I'm going to go ahead and give the new controversial Publishers Weekly cover an (inadvertent) EPIC PASS. Whether you fall on the defending side of the cover and it's artistic play on words, or the offended side and it's suspicions of pigeon hole propaganda techniques, the fact is people are actually talking about it and talking about it in a socially relevant context.

I'm going to approach this topic as if I'm writing to an audience that has no clue about what's going on. Publishers Weekly, a niche magazine aimed at the professional writing community, recently released its Afro Picks issue featuring Felicia Pride's article African American Books in Today's Marketplace. On the issue's cover a Black woman poses with several dozen afro pic styled combs protruding from her mane. Get it? Afro Pic(k)s... (You'd have to be an idiot not to...)

Let's begin on points we all can agree. Art is subjective. It can be experienced broadly, it can be shaped and shifted contextually by a variety of outside stimuli. It can evoke various emotions simply by how it is presented to it's audience. So while on it's own the artistic merits of the "Pickin's" photograph (which was shot by Lauren Kelley and originally appeared in Posing Beauty a book by Deborah Willis) may be beautiful and compelling, it unfortunately loses it's artistic flare when it is unimaginatively juxtaposed alongside the unoriginal and uninspiring cover story title. It is hard to believe that a magazine targeted at writers and literary insiders would think of such obvious wordplay as clever.

For some it is easier to believe that the cover is a caricature of Black literature, subtly reinforcing the idea the Black literature, pro-Black (and closed fisted) in nature , is published with one segmented audience in mind. Any reinforcement of that fallacy is bad for the community at large. It stunts the ability of Black authors to reach its widest potential audience. It stunts mainstream readers, under the misinformed guise that stories of diversity are not relateable to them, from seeking diverse titles. With so much on the line it is no wonder why Black authors are unhappy with the PW Cover.

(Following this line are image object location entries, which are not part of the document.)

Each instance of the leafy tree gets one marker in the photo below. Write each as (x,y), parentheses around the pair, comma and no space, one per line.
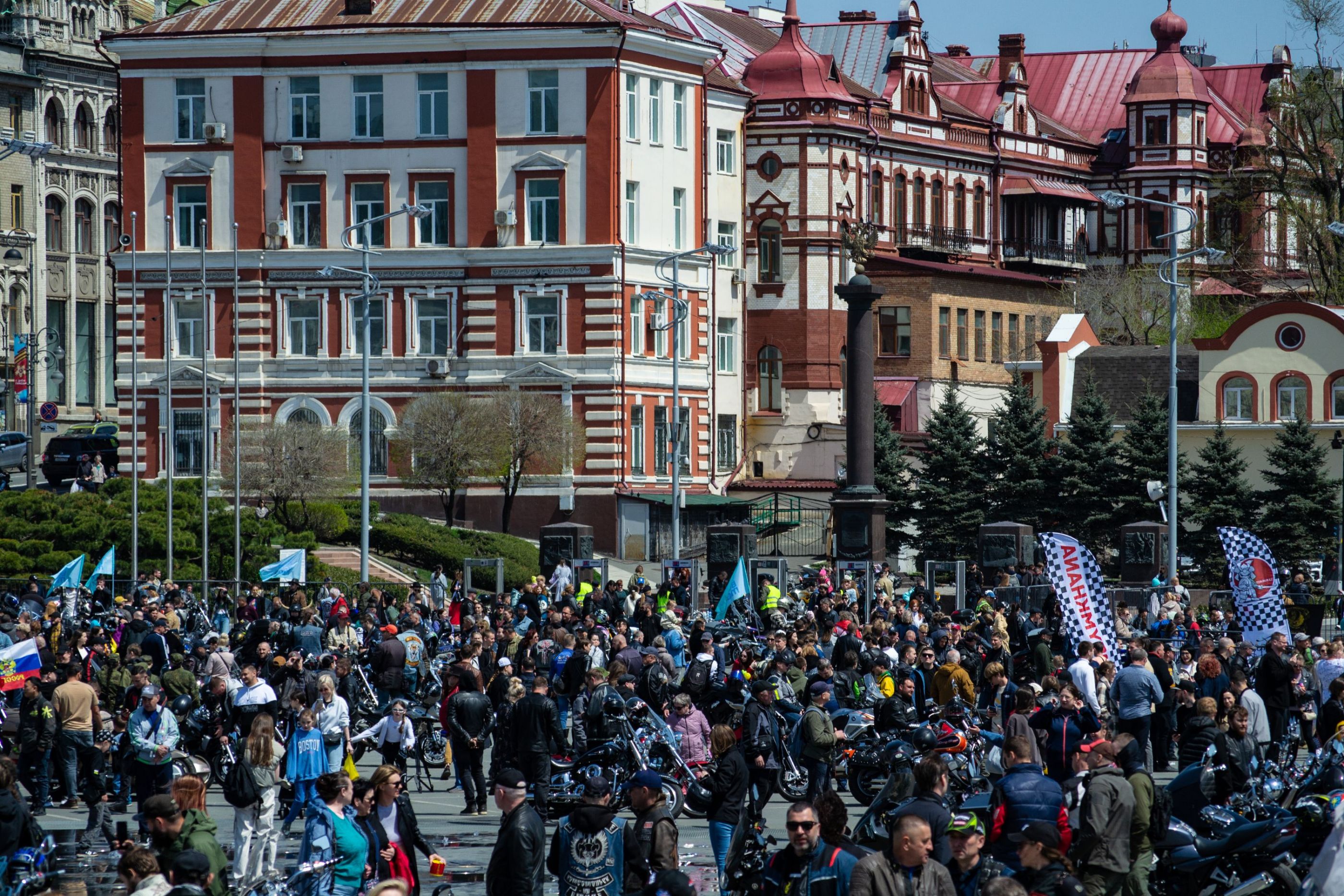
(1018,457)
(1089,469)
(952,483)
(1220,495)
(1300,510)
(440,446)
(1143,453)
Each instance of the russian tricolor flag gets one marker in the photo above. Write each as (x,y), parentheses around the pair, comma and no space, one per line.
(18,664)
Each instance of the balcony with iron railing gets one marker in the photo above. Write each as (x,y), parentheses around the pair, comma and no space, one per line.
(1054,253)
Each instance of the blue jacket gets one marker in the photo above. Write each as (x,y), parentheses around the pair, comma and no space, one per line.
(306,759)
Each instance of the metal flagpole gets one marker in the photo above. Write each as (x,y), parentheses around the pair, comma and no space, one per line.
(205,424)
(168,337)
(135,413)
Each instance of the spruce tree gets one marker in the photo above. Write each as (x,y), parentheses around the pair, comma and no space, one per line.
(891,476)
(1143,453)
(1220,495)
(1019,453)
(1089,472)
(952,484)
(1300,510)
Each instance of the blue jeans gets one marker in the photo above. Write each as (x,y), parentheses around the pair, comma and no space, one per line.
(721,837)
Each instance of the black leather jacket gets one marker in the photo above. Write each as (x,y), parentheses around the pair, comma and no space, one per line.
(471,717)
(537,726)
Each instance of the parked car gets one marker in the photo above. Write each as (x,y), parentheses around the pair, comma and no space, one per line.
(61,457)
(14,451)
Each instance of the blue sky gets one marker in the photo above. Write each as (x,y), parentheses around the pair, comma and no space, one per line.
(1227,26)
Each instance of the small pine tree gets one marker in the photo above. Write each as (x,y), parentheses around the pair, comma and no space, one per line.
(1300,510)
(891,476)
(1220,495)
(1143,453)
(1019,454)
(952,484)
(1089,469)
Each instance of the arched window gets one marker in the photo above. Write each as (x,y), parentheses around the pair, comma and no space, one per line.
(377,441)
(84,226)
(53,124)
(769,251)
(84,128)
(1291,398)
(56,225)
(1238,399)
(770,374)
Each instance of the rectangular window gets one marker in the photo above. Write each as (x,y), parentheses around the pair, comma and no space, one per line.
(192,108)
(370,203)
(304,327)
(678,218)
(190,210)
(377,325)
(433,195)
(632,211)
(306,215)
(86,366)
(542,324)
(632,107)
(432,322)
(726,346)
(728,234)
(543,210)
(636,325)
(637,441)
(369,107)
(679,116)
(306,110)
(655,110)
(725,145)
(543,101)
(726,442)
(432,96)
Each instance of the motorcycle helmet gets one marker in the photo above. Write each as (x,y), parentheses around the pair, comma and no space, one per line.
(924,739)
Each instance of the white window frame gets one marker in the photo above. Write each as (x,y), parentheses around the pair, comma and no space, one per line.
(726,346)
(431,96)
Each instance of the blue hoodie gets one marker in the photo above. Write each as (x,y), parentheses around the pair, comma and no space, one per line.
(307,755)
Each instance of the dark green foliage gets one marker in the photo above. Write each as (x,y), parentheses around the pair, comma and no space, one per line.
(952,484)
(1301,508)
(1018,457)
(1089,469)
(1220,495)
(1143,453)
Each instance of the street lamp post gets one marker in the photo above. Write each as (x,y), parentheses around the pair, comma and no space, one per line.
(681,312)
(365,229)
(1116,201)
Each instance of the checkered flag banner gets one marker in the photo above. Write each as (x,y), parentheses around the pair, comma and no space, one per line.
(1076,575)
(1256,589)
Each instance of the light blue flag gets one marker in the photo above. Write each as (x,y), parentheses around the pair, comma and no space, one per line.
(287,567)
(736,589)
(105,567)
(69,575)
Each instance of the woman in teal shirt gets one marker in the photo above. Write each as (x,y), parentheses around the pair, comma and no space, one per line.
(333,833)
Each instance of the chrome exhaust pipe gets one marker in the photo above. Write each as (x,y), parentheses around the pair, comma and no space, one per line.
(1254,886)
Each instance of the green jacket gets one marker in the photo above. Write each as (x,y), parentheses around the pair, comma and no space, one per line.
(198,832)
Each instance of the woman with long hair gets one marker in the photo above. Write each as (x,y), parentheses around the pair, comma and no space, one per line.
(254,826)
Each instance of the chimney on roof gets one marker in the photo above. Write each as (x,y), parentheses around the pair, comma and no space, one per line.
(1012,48)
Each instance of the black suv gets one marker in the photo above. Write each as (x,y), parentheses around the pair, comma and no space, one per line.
(61,457)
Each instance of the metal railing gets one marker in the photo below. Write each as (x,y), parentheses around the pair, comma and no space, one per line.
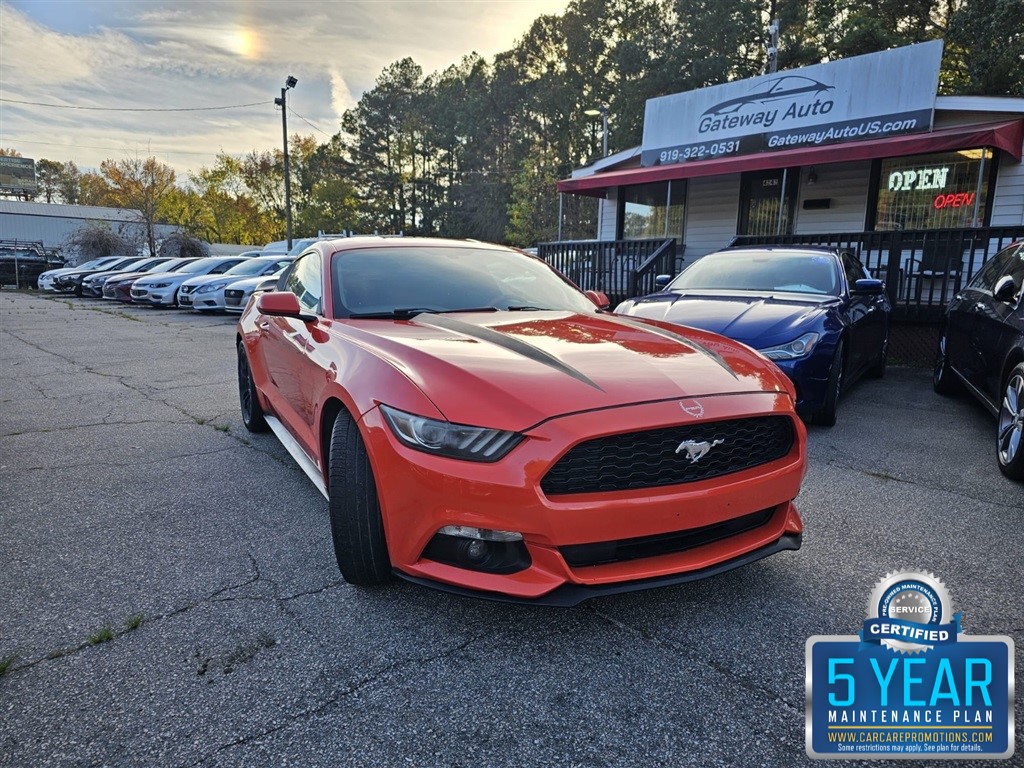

Yet still, there is another more probable reason for the Black power inspired cover - and that reason is sales. In this era of declining print revenue, capturing sales (which is in essence capturing the attention of your largest (unsubscribing) audience). It goes to reason then that PW would want to put an eye catching and easily understood picture/title combo on its cover, in hopes of enticing the attention and dollars of the random (in this instance Black) passerbyer.

Whatever the true motivation of the Publishers Weekly cover is, one thing remains true - Pride, Kelley, and Willis - three relatively obscure creative artists got a wider purview this week because of it. And so did the plight of Black authors everywhere.